IPL should be avoided in:
- Women who are pregnant or are breastfeeding.
- Patients receiving systemic retinoids.
- Patients receiving photosensitizing medications.
- Patients suffering from a disease or genetic condition that results in photosensitivity.
- Avoidance of tanning before therapy.
- Informed consent should be obtained for all patients. The risks, benefits, side-effect profile, and alternatives should be discussed.
- The area being treated should be clean and shaved if needed.
- Topical anesthesia is generally not required, but may be used if needed.
- Safety goggles and/or eye coverings should always be worn by the practitioner and patient.
- A 1–2 mm layer of cold ultrasound gel or aloe vera should be applied to the treatment area.
- A 10 % overlap between pulses is recommended.
- Positive clinical end points:
– Vascular lesions: disappearance or a darker blue appearance of telangiectasias, as well as brightening or smudging of the lesions.

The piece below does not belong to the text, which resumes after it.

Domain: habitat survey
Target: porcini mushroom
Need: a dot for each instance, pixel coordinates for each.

– Pigmented lesions: will darken with effective therapy.
– Hair removal: perifollicular edema and erythema.
- An initial or test pulse should be performed to determine the response to therapy. If adequate, start performing multiple passes at different angles
- Patients should be instructed to avoid sun and use sun protection.
- They should also be instructed to provide gentle skin care.
- Patients are normally followed-up and/or treated at 4–6 weeks interval.
Common Side Effects
- Pain: described either as a stinging, brief grease splatter, or electrical shock.
- Burning sensation: usually mild and lasted less than 10 min in 45 % of patients.
- Erythema: lasted several hours to up to 3 days. In full-face treatments, 25 % had mild cheek swelling or edema lasted 24–72 h.
- Dyspigmentation: hyper- or hypopigmentation lasting less than 2 months was described in 8–15 % of treated sites.
- Crusting: 2 % of patients developed scattered crusting in areas of increased pigmentation, and peeled off within 7 days.
- Purpura: was noted in isolated pulses in about 4 % of cases.
Serious Side Effects
- Blister formation
- Permanent pigmentary alterations
Prevention of Management and Complications
- With the use of appropriate filters and parameters, selectiveness of treatment is achieved, minimizing collateral damage to surrounding structures.
- By using higher filters (550 or 560 nm) when treating poikiloderma in patients with significant dyspigmentation, major epidermal absorption is avoided, minimizing the possibility of excessive swelling and crusting.
- Gel use (water-based) is recommended to minimize epidermal damage by decreasing the refraction index of light to the skin. It also promotes a “heat-sink” effect and facilitates the gliding of the hand piece.
- Test pulsing is highly recommended as it helps determine the ideal parameters to provide best results with minimal side effects. Some signs that may indicate treatment parameters are too aggressive are: immediate purpura, excessive blanching, pronounced edema, blistering, graying, or excessive discomfort. Waiting 30 min after a test pulse is recommended to assess potential side effects.
- Performing multiple passes at different angles avoids f ootprinting of the crystal outline or what is sometimes referred to as zebra pigmentation.
- Darkly pigmented patients (Fitzpatrick skin types IV–VI) require lower fluences, longer wavelength filters, and longer pulse widths.
- Purpura most often results with use of a 515 filter or with too short pulse durations.
IPL devices are versatile, non-invasive light-based systems that can successfully treat a wide range of skin conditions that continues to expand as technology improves. It has gained popularity as a cosmetic and medical device, due to prevalence and decreased cost of ownership as well as increasing evidence supporting safety and efficacy when used by appropriate personnel. Unfortunately, non-selective thermal damage is always a risk that is increased when IPL therapy is provided by untrained or insufficiently trained practitioners. Therefore, a comprehensive understanding of mechanism, design and subtlety of different IPL devices, as well as parameters and indications is highly desirable in order to provide safe and successful treatments.